The Productivity Commission’s draft report on public infrastructure provide a variety of helpful recommendations to get projects evaluate and deliver on schedule. The report doesn’t go beyond the conclusion public-private partnerships are not a magic bullet. New research shows that private investment can make efficiency gains. However, it is best to look at what happens if the project fails.
Although this may seem counterintuitive, it is because private investors have the ability to seek bankruptcy protection, while governments can’t. This causes a distortion in their behaviour and may lead to inefficiencies. When PPPs are compare to traditional public investments, this issue is often overlook.
Private financing is use often because it is believe that it will provide the appropriate incentives for the private partner to maintain the project’s schedule and budget. This argument stems naturally from similar arguments for fixed-price contracts in conventional projects. For example, a fixed-price contract for construction provides powerful incentives to the contractor to finish on time and within budget. The argument is not valid in the context of PPP.
A PPP is not just a construction project, but a multi-decade agreement to deliver and maintain the infrastructure. We have not explored the consequences of a private partner entering the post construction phase with large debts. What effect will this debt have on performance reliability over the 25-30 year period of a typical concession?
This question was the basis of the two research papers Matthew Ryan and I co-authored. The government has real potential to manipulate the private sector by borrowing large amounts from its partners to pay for construction costs.
Private Public Borrowings
PPPs usually combine construction with ongoing operation and maintenance in a single long-term contract. Private investors are require to raise funds for all phases of construction. Sometimes, the government doesn’t have to pay until the road is complete and meets pre-specify performance standards.
It may take many years before the project can make a profit if it’s fund through the collection of tolls. This model was use in the Cross City Tunnel, Sydney, and the Airport Link and Clem7 Tunnels, Brisbane. All these projects ran into financial difficulties.

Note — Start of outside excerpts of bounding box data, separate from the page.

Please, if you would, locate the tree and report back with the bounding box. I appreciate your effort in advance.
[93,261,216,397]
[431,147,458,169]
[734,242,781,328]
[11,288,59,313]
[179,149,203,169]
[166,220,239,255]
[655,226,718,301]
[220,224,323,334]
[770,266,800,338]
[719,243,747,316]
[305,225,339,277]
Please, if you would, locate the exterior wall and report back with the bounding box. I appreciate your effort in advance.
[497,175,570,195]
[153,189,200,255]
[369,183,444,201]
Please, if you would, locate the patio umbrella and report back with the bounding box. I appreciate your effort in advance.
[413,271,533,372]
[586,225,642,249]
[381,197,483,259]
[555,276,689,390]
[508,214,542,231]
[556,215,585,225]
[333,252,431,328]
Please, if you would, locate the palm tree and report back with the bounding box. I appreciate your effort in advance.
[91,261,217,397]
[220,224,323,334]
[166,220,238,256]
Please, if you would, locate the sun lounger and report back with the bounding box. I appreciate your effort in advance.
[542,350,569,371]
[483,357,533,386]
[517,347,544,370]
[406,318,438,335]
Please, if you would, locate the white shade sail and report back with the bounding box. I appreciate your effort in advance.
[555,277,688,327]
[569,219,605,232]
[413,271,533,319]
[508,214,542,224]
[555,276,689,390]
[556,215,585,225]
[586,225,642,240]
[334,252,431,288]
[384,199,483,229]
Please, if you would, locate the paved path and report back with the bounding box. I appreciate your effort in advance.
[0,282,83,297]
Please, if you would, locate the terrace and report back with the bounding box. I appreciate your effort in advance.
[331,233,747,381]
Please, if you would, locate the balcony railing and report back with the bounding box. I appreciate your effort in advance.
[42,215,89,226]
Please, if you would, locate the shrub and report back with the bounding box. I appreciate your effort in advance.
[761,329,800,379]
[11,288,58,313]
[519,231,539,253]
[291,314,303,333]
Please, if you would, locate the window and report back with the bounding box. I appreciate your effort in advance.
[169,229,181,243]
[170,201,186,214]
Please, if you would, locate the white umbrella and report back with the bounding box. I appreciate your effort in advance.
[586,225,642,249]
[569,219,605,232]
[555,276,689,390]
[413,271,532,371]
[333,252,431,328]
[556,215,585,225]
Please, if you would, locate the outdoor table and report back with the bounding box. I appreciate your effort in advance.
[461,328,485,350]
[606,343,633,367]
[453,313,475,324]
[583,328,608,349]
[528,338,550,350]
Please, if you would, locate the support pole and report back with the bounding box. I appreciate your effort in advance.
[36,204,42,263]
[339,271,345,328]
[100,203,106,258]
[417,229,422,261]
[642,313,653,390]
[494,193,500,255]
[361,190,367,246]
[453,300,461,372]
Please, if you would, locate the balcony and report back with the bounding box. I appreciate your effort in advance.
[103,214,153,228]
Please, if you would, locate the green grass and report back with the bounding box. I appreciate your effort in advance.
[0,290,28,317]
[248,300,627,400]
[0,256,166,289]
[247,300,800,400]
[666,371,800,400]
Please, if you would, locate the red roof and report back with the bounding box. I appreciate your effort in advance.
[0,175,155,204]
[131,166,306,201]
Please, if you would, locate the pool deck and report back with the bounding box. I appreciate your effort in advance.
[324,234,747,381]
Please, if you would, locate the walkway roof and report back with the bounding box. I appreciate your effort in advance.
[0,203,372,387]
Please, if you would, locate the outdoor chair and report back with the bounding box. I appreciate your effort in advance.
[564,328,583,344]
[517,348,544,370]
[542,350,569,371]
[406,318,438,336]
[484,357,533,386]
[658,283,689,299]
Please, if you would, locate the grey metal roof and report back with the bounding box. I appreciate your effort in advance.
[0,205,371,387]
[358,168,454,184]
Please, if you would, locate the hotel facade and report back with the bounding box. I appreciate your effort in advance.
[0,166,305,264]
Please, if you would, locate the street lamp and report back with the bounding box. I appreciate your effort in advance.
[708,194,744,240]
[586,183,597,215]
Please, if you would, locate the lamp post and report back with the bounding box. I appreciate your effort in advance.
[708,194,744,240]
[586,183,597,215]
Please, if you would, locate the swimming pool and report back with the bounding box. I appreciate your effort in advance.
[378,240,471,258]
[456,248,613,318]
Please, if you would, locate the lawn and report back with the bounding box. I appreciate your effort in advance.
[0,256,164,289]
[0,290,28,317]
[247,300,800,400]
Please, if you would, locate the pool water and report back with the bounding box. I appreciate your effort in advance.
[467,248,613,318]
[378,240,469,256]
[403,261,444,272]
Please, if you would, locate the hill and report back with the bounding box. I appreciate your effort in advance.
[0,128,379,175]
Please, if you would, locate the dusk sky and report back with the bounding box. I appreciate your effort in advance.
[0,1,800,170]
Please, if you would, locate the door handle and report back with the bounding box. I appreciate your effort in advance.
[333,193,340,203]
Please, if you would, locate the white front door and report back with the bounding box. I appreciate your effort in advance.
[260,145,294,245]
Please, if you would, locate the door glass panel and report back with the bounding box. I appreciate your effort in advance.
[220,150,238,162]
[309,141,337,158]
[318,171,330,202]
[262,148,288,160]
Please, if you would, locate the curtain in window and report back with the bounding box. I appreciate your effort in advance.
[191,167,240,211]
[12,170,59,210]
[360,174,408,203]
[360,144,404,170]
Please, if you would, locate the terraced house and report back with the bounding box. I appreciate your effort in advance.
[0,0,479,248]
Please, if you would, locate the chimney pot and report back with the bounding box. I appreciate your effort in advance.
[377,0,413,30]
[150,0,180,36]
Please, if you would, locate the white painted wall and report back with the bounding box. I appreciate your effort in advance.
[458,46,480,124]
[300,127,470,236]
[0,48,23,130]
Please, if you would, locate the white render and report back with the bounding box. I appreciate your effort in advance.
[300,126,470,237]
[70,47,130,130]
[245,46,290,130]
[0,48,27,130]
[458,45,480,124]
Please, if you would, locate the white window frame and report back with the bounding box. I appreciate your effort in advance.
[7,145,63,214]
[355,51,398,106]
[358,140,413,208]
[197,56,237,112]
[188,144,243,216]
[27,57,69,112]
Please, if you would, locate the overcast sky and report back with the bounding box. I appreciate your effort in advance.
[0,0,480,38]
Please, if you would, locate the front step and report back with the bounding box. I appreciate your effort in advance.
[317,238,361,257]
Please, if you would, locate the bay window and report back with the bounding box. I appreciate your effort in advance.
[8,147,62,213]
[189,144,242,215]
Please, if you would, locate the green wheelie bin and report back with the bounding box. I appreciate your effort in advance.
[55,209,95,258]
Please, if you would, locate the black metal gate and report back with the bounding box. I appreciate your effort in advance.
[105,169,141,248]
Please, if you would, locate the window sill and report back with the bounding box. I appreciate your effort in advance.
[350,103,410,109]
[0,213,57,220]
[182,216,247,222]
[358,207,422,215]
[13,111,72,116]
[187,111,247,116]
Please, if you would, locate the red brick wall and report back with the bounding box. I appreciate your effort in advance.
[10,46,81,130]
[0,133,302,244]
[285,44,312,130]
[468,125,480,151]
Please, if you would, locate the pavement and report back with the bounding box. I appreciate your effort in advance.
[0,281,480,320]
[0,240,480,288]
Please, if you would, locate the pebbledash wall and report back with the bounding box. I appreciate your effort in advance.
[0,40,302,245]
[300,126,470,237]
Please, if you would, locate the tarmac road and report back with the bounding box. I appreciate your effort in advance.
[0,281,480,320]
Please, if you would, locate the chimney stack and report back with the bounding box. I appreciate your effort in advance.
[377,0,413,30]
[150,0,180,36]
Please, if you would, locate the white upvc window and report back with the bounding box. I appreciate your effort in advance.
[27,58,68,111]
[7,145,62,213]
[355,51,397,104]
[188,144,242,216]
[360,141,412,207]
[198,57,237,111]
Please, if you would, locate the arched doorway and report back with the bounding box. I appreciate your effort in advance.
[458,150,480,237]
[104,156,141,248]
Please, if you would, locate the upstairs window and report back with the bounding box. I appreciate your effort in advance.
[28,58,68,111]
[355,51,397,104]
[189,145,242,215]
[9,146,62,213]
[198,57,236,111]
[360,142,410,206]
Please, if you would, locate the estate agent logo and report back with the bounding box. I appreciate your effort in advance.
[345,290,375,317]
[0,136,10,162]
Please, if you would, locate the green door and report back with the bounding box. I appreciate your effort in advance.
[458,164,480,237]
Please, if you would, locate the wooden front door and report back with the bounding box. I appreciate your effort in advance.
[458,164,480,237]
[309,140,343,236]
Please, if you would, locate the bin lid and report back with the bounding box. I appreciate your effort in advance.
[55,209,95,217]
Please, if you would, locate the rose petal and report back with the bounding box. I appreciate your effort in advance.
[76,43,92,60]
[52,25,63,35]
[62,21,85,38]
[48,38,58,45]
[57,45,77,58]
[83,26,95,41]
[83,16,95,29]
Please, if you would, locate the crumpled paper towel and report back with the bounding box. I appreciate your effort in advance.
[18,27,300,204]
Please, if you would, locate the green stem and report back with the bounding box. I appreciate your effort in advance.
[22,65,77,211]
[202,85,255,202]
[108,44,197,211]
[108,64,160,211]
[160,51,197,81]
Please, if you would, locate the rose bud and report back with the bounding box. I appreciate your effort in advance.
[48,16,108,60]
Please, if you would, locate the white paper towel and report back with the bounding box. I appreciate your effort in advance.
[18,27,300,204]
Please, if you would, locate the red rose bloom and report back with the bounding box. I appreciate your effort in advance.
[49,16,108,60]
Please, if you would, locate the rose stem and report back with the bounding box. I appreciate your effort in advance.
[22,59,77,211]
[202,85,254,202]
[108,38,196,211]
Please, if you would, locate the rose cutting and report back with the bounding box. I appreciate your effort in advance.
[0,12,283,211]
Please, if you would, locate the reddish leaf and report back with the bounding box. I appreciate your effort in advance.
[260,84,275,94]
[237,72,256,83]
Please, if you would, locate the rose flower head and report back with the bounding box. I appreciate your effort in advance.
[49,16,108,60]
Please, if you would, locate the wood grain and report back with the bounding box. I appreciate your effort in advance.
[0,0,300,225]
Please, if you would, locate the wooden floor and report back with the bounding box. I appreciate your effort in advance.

It is the idea of transferring the cost and risk to governments to a private partner. However, despite how appealing this may seem, there is no way to transfer the risk. Construction typically privately fund in a PPP. This means that the private partner will have to service significant amounts of debt after the completion of construction.
To Force The Government To Do What You Want
If the demand is lower than anticipate and the project is paid by tolls the private partner could default on its loans. In this case, its bankers may try to renegotiate with the government. Because the political cost of renegotiating and reassigning the contract is high, the government will likely be more open to making a transfer payment in order to keep the private partner financially viable.
The transfer does not have to be a payment. This could include allowing an increase or prolonging the contract. Private financing, in other words, exposes the government’s ability to bail out the private partner when it is under financial strain. The private partner can exert some control over the transfer by strategically choosing the level of its debt.
Other countries have recognized the negative effects of renegotiating contracts on efficiency. Some of them have made specific arrangements for arbitration.
These long-term contracts will reduce efficiency because liability is not unlimited. Because the private partner’s efforts at cost containment and its handling of debt can impact its default probability and the amount it can get from the government, this is called the private partner effect.
Split The Bill Public
This distortion could be neutralize by public financing. Construction and maintenance do not have to be paid separately just because they are combine. Construction could be fund by the government.
The government would pay the total amount to the winning bidder, while all construction costs could be invoice. The remaining balance would paid in regular service payments throughout the term of the contract.
This would eliminate the need for the private partner take on significant debt. However, even with low debt, financial problems could still arise if the costs are too high. But, there are small guarantees and minimal equity participation requirements that could reduce hold-up risk.
This problem could be address by requiring minimum equity or guarantees that are much higher than the current requirements.
A closer examination of the relative merits and disadvantages of private and public financing of PPP projects is need. Our research shows that there efficiency issues hidden in PPP projects. These are mention in the Productivity Commission draft report but not fully understood. This is why the debate about infrastructure funding seems to have missed them.